Opinion
No. 5128.
May 8, 1934. Rehearing Denied June 6, 1934.
Appeal from the District Court of the United States for the Eastern District of Pennsylvania.
Action by the Belber Trunk Bag Company against the United States. Judgment for defendant ( 6 F. Supp. 938), and plaintiff appeals.
Affirmed.
Chase Morsey, of St. Louis, Mo., and Milton H. Belber, of Philadelphia, Pa., for appellant.
Thomas J. Curtin, Asst. U.S. Atty., and Charles D. McAvoy, U.S. Atty., both of Philadelphia, Pa., and E. Barrett Prettyman, General Counsel, Bureau of Internal Revenue, and D. Louis Bergeron, Sp. Atty., Bureau of Internal Revenue, both of Washington, D.C., for appellee.
Before BUFFINGTON, WOOLLEY, and DAVIS, Circuit Judges.

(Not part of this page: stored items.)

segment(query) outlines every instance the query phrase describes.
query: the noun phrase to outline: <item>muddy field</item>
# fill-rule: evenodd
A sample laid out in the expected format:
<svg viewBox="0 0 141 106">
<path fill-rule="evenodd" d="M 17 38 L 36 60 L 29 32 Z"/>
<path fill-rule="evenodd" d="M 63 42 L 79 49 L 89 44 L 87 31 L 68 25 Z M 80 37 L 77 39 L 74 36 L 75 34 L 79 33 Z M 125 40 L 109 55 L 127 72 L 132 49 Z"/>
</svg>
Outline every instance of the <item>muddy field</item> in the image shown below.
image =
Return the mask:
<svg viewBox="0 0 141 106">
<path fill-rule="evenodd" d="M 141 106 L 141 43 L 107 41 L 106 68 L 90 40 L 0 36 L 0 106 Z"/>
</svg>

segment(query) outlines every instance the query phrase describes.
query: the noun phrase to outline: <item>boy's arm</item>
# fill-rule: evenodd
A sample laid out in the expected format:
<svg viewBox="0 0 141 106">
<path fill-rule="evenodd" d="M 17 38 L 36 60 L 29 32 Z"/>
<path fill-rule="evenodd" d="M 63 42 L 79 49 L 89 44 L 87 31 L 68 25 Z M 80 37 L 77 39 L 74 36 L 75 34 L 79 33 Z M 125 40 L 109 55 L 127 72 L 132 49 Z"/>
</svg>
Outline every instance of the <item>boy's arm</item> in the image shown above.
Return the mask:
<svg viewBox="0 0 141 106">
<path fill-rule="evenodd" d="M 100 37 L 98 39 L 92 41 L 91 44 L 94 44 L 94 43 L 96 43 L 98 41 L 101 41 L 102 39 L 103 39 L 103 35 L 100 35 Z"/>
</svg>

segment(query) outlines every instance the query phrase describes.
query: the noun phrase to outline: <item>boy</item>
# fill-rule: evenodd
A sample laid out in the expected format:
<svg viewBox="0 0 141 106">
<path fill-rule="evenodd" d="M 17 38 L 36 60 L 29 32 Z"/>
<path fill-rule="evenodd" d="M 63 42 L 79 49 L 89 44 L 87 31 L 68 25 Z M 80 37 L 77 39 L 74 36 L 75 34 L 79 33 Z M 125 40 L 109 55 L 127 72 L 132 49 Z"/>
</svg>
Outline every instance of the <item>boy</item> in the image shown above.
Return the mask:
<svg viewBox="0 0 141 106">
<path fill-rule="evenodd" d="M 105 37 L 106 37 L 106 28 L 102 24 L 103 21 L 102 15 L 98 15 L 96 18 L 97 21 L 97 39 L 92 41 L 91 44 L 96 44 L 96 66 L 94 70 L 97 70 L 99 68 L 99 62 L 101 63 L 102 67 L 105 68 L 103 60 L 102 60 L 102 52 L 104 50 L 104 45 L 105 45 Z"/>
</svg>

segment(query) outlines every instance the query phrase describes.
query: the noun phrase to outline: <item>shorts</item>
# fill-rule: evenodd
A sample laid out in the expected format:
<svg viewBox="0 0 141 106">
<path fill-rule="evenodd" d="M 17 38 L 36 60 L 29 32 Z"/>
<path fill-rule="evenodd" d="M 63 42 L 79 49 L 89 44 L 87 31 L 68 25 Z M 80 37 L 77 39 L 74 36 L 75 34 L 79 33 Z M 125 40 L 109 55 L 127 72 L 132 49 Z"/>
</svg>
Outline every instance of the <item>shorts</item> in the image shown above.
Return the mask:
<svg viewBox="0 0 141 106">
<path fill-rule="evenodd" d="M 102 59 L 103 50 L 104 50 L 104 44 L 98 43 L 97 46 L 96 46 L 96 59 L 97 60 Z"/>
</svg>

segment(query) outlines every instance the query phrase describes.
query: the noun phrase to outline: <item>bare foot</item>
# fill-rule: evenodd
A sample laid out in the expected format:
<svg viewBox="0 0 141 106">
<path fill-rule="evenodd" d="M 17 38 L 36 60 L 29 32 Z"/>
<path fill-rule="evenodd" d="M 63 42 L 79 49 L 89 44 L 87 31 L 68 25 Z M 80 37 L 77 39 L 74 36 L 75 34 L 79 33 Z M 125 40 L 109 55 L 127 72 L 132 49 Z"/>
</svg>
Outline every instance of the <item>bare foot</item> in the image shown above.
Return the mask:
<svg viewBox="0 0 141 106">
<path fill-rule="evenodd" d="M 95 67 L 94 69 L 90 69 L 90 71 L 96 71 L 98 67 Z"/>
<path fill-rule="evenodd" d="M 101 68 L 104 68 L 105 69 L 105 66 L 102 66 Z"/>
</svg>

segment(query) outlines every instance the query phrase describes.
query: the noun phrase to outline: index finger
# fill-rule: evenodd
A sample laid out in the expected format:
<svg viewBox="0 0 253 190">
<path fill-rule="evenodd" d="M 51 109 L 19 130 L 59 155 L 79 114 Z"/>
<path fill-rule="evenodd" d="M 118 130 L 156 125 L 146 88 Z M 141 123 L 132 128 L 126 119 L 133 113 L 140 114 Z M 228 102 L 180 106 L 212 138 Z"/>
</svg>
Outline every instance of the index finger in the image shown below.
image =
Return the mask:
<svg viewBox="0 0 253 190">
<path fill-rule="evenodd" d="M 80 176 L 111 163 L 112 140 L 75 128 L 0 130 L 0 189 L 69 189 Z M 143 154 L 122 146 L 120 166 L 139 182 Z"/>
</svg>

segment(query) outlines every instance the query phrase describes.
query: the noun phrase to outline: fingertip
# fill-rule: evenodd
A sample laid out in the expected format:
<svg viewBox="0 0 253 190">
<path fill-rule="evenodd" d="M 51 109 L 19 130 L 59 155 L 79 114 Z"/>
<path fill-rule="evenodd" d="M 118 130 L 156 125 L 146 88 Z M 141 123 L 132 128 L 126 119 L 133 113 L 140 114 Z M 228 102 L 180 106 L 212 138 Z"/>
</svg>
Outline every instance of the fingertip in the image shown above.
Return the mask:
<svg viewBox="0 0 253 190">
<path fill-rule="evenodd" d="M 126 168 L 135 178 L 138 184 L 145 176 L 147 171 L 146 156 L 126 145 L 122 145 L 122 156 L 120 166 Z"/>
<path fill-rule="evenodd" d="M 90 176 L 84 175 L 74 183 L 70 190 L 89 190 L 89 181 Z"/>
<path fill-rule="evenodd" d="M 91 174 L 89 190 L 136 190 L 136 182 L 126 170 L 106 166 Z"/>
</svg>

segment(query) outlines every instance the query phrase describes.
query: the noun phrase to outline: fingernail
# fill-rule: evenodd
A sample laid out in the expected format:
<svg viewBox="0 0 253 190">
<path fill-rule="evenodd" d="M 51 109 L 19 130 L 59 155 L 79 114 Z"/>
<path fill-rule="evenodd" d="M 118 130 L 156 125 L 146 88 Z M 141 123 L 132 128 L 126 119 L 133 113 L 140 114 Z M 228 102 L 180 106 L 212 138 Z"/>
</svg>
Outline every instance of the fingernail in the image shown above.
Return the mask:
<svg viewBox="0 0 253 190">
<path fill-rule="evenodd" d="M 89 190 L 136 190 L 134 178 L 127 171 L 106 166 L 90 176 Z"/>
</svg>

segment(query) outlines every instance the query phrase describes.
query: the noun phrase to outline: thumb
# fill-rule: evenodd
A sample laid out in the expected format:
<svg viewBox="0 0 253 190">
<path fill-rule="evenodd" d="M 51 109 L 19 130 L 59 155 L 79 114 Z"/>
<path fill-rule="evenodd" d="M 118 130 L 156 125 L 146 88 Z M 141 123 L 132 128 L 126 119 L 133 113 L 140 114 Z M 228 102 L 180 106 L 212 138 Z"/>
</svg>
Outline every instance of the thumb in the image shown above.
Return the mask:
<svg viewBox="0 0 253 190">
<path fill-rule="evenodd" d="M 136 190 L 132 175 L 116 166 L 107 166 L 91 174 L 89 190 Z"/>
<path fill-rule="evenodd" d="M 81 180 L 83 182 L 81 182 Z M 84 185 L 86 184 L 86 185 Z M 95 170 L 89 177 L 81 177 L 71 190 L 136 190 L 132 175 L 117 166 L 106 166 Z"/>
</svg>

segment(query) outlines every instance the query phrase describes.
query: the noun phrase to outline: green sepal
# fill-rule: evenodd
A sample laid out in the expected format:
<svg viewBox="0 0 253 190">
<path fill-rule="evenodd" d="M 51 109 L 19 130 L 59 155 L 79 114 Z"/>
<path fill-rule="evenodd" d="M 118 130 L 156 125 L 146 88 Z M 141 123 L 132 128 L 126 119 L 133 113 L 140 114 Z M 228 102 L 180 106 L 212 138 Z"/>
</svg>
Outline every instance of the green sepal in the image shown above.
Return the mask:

In the court below the taxpayer sought to recover taxes alleged to have been illegally collected because barred by the statute limitation. By stipulation, trial by jury was waived and the case tried by a judge. The decisive question was whether the taxpayer had been misled and deceived into signing the particular waiver in question, which was a second one. After hearing the proofs, the trial judge found: "The plaintiff's president, when he signed and sent the second waiver, knew that the period of limitation for the assessment of his 1918 tax had expired." This finding of the judge has the same effect as if made by jury, and is conclusive when, as here, it is sustained by evidence. So holding as to the waiver, it follows that the bond given for the payment of the tax was valid and enforceable. In view of the full and satisfactory discussion of the case in Judge Kirkpatrick's opinion, we avoid needless repetition and limit ourselves to affirming the judgment below.